The "bus factor" problem has no early warning system – so I built one (AWS AIdeas 2025 Finalist)
Posted by scode-in@reddit | ExperiencedDevs | View on Reddit | 2 comments
Hey r/ExperiencedDevs,
Every engineer has seen this: a key dev, ops person, or architect leaves, and suddenly no one knows how the payment gateway works, why that cron job runs at 3am, or who the vendor contact is.
The bus factor problem is real, but there's no continuous early warning system for it. You only find out after someone walks out.

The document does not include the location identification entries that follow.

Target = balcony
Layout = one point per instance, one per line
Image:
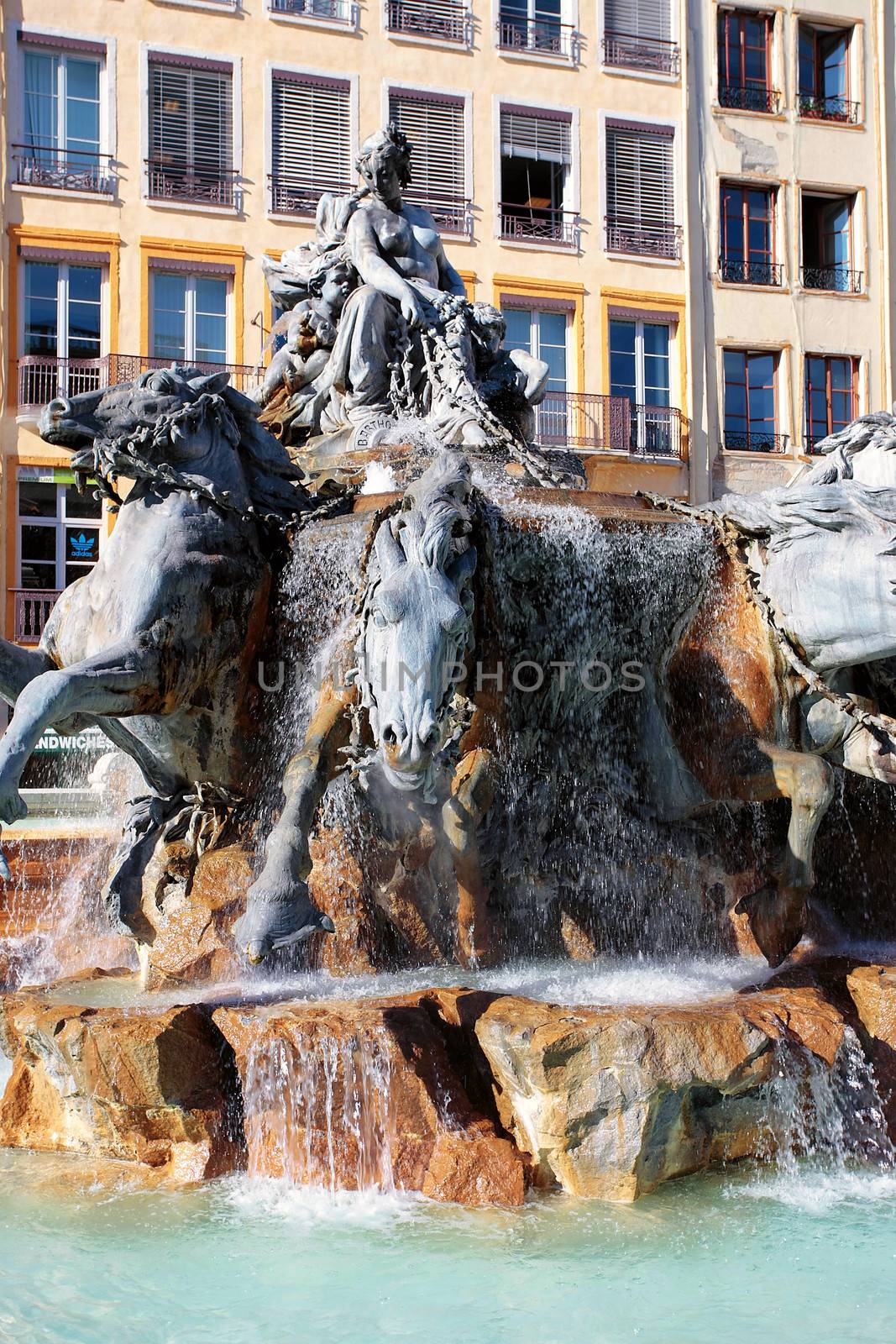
(836, 280)
(540, 37)
(33, 608)
(329, 11)
(63, 170)
(652, 55)
(427, 19)
(748, 97)
(539, 225)
(644, 239)
(741, 272)
(42, 378)
(594, 423)
(820, 108)
(747, 441)
(191, 186)
(300, 195)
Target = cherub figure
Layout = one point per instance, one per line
(311, 329)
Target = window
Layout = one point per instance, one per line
(745, 60)
(637, 35)
(446, 20)
(544, 333)
(434, 125)
(752, 402)
(188, 318)
(537, 26)
(824, 74)
(748, 235)
(831, 396)
(537, 158)
(311, 141)
(191, 134)
(640, 360)
(62, 120)
(62, 320)
(828, 244)
(641, 212)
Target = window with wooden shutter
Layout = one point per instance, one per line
(638, 34)
(641, 207)
(434, 125)
(311, 140)
(191, 132)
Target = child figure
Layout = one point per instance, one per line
(311, 331)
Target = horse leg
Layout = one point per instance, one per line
(125, 679)
(278, 906)
(472, 796)
(777, 913)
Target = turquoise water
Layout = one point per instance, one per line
(806, 1256)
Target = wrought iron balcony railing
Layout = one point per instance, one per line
(629, 51)
(821, 108)
(748, 97)
(66, 170)
(539, 225)
(738, 270)
(42, 378)
(840, 280)
(644, 239)
(192, 186)
(544, 37)
(331, 11)
(430, 19)
(300, 195)
(754, 441)
(597, 423)
(33, 608)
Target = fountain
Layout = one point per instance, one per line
(479, 817)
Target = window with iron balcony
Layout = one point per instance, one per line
(434, 125)
(641, 198)
(311, 141)
(748, 235)
(828, 225)
(745, 40)
(637, 35)
(825, 74)
(60, 144)
(191, 131)
(537, 163)
(441, 20)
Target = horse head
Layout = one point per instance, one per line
(417, 622)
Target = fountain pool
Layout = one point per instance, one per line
(785, 1256)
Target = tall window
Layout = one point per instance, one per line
(60, 121)
(62, 307)
(311, 140)
(824, 74)
(537, 158)
(188, 318)
(191, 132)
(752, 402)
(544, 333)
(60, 530)
(640, 356)
(637, 34)
(434, 125)
(641, 212)
(748, 235)
(831, 396)
(745, 60)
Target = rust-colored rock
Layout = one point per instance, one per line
(148, 1088)
(351, 1095)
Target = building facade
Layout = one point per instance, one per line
(681, 207)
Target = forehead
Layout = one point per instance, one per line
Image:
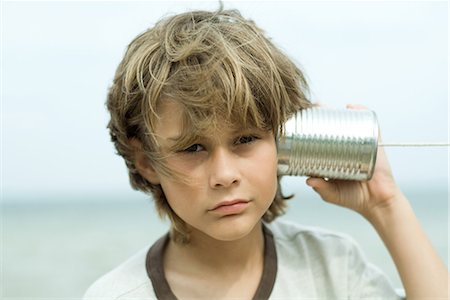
(174, 121)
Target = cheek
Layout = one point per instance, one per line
(266, 167)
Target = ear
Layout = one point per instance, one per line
(142, 163)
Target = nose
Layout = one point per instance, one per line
(224, 169)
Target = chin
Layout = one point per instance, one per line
(234, 231)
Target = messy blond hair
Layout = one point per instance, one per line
(217, 66)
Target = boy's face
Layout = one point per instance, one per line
(232, 176)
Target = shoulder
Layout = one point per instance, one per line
(290, 234)
(129, 279)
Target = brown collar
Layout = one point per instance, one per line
(155, 268)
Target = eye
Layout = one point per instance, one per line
(194, 148)
(246, 139)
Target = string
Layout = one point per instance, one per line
(413, 145)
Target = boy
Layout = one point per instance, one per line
(197, 105)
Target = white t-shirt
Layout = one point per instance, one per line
(310, 263)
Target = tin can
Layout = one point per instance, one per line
(329, 143)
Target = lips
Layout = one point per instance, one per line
(230, 207)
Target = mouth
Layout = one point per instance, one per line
(230, 207)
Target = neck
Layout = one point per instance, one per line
(210, 253)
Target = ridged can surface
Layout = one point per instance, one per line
(329, 143)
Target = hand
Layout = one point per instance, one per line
(363, 197)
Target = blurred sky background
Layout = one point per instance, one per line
(58, 59)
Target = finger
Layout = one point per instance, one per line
(327, 190)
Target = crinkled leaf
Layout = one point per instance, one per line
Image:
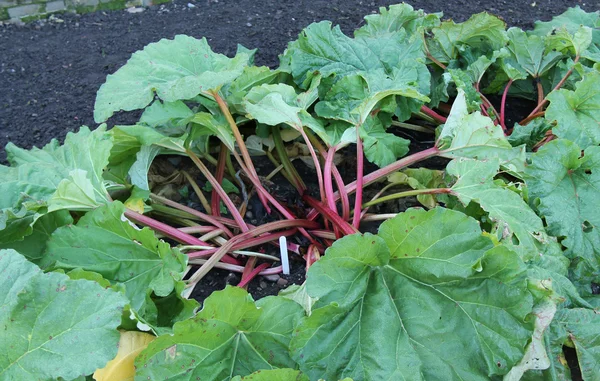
(53, 326)
(30, 183)
(252, 77)
(206, 124)
(138, 173)
(517, 223)
(132, 138)
(121, 368)
(354, 96)
(475, 136)
(278, 104)
(231, 336)
(274, 375)
(103, 241)
(529, 134)
(36, 173)
(552, 265)
(580, 326)
(528, 55)
(396, 18)
(482, 32)
(577, 113)
(571, 20)
(175, 70)
(421, 178)
(327, 50)
(76, 192)
(564, 41)
(380, 147)
(567, 186)
(166, 113)
(33, 245)
(535, 357)
(426, 299)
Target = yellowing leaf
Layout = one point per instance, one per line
(121, 367)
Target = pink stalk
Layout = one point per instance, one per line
(220, 171)
(426, 110)
(503, 105)
(381, 172)
(359, 179)
(171, 232)
(339, 182)
(250, 242)
(197, 229)
(250, 170)
(391, 168)
(323, 234)
(253, 274)
(217, 186)
(284, 211)
(197, 213)
(335, 219)
(329, 185)
(317, 163)
(558, 86)
(248, 269)
(222, 251)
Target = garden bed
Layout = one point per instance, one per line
(466, 154)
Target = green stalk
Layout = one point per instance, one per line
(229, 245)
(194, 212)
(413, 127)
(414, 192)
(240, 142)
(274, 161)
(285, 160)
(226, 200)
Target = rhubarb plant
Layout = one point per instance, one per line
(494, 273)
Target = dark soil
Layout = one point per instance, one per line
(50, 71)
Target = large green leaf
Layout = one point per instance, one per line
(397, 17)
(252, 77)
(567, 186)
(572, 19)
(231, 336)
(512, 216)
(53, 326)
(166, 113)
(482, 32)
(36, 173)
(206, 124)
(38, 178)
(528, 55)
(354, 96)
(330, 52)
(577, 113)
(103, 241)
(579, 327)
(429, 298)
(175, 70)
(274, 375)
(473, 135)
(380, 147)
(34, 245)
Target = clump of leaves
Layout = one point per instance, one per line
(495, 274)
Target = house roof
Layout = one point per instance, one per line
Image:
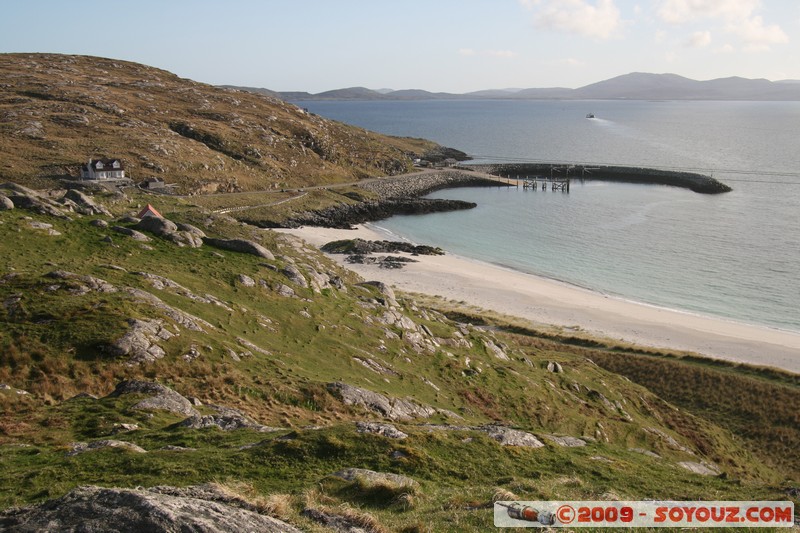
(108, 164)
(149, 211)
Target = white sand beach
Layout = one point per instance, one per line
(550, 302)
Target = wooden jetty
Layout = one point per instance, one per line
(553, 182)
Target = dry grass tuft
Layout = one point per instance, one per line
(502, 495)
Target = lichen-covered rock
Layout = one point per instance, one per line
(511, 437)
(140, 342)
(391, 408)
(188, 228)
(240, 245)
(180, 317)
(285, 291)
(95, 509)
(25, 198)
(704, 469)
(226, 419)
(159, 226)
(386, 291)
(295, 276)
(351, 474)
(495, 350)
(132, 233)
(161, 397)
(386, 430)
(566, 441)
(85, 205)
(245, 280)
(5, 203)
(82, 447)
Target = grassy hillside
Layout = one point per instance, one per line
(57, 111)
(269, 335)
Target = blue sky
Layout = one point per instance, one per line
(438, 45)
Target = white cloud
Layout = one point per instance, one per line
(500, 53)
(756, 35)
(738, 16)
(471, 52)
(600, 20)
(680, 11)
(699, 39)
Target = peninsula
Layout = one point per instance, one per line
(170, 362)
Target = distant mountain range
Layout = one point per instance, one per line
(634, 86)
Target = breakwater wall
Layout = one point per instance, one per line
(422, 183)
(696, 182)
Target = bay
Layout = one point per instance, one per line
(733, 255)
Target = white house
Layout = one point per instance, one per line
(103, 169)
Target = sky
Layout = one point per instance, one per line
(438, 45)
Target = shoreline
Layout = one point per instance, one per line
(549, 302)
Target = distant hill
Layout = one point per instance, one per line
(57, 111)
(633, 86)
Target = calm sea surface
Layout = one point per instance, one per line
(735, 255)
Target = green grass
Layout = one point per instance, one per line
(53, 344)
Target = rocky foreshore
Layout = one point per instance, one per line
(397, 196)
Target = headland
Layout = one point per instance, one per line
(548, 302)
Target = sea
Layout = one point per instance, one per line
(734, 256)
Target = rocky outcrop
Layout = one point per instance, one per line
(25, 198)
(5, 203)
(391, 408)
(389, 298)
(511, 437)
(84, 204)
(362, 247)
(703, 469)
(351, 474)
(226, 419)
(386, 430)
(83, 447)
(132, 233)
(167, 229)
(89, 283)
(160, 397)
(95, 509)
(346, 216)
(243, 246)
(566, 441)
(295, 276)
(140, 342)
(181, 318)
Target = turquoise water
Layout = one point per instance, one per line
(734, 255)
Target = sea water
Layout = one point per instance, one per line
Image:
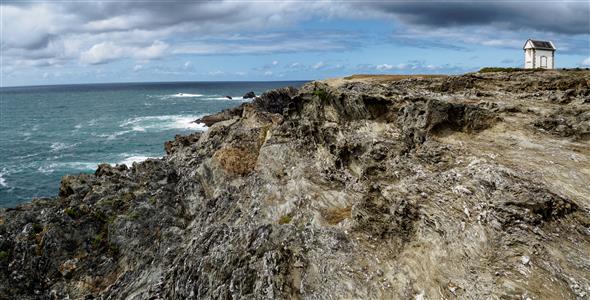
(49, 131)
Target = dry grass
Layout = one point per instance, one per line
(376, 77)
(335, 215)
(236, 160)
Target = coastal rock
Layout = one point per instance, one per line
(249, 95)
(369, 187)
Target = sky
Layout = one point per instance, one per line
(81, 41)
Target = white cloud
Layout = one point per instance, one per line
(384, 67)
(102, 53)
(108, 51)
(319, 65)
(156, 50)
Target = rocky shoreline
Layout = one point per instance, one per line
(466, 187)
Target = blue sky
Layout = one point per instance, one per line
(63, 42)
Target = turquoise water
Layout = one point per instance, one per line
(49, 131)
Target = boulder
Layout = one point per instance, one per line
(249, 95)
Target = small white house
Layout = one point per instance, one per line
(539, 54)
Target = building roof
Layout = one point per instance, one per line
(542, 45)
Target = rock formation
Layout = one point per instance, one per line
(463, 187)
(249, 95)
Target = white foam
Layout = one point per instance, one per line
(76, 165)
(185, 95)
(134, 159)
(161, 123)
(234, 98)
(2, 180)
(58, 146)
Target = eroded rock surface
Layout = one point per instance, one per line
(467, 187)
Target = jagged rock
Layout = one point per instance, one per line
(468, 187)
(249, 95)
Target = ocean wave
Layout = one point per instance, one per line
(2, 179)
(58, 146)
(217, 97)
(129, 160)
(76, 165)
(177, 95)
(113, 136)
(162, 123)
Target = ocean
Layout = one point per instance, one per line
(49, 131)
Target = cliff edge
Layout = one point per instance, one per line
(466, 187)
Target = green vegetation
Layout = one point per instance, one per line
(322, 94)
(286, 219)
(98, 239)
(498, 69)
(71, 212)
(128, 197)
(36, 228)
(134, 215)
(100, 216)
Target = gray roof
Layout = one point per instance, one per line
(543, 45)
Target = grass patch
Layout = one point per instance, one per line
(391, 77)
(336, 215)
(134, 215)
(498, 69)
(71, 212)
(285, 219)
(322, 94)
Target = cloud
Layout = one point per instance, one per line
(108, 51)
(102, 53)
(567, 17)
(319, 65)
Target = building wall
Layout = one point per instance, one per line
(538, 58)
(533, 59)
(528, 58)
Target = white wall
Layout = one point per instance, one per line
(530, 61)
(538, 59)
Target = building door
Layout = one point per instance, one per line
(544, 62)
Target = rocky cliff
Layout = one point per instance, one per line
(467, 187)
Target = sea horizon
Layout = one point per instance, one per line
(50, 131)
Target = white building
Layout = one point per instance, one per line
(539, 54)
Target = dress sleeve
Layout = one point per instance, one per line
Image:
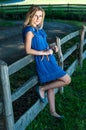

I spent the last few months building RetainIQ — an observability layer for institutional knowledge. Think Datadog, but for your org's human knowledge layer.
How it works:
- Passively ingests signals: meeting transcripts, chat logs, workflow metadata (zero manual effort from employees)
- Assigns a Knowledge Fragility Score (0–100) per critical topic/process
- Builds a Knowledge Dependency Graph — nodes go red when there's no backup person for a topic
- Surfaces AI-generated interventions: e.g. "Schedule a knowledge transfer session for payment gateway integration" with a predicted score impact
- Privacy-first: PII redacted, originals deleted post-analysis
Stack: AWS Bedrock Nova Pro + Lambda + Cognito + S3 (fully serverless)
Just got selected as an AWS AIdeas 2025 Finalist.
Full write-up: https://builder.aws.com/content/3CV2aFroWhni2e6MGlj8kLSDbCY/aideas-finalist-retainiq
Curious: Have you ever dealt with a catastrophic knowledge-loss event when someone left? What did your team do about it?
okayifimust@reddit
The team can only scramble and fight fires. The problem is management failure long before the critical person disappears.
You need redundancy, and you need to constantly pay for that and the other unsexy things that do not create an immediate ROI: Documentation, testing, process.
Everybody knows that Dave is the only one who understands the database, or that we'll be fucked if Frank leaves and anyone wants a change made to the reporting system after that, ever.
But nobody is willing to stop Dave and Frank from shipping new features until everything they ever did has been committed to paper.
roodammy44@reddit
I’ve found that everyone knows when there is a high bus factor, but no-one in management cares. If they cared they would do something about it. Often the reason they don’t is because of budget or velocity. Everything is run super lean in the last 10 years.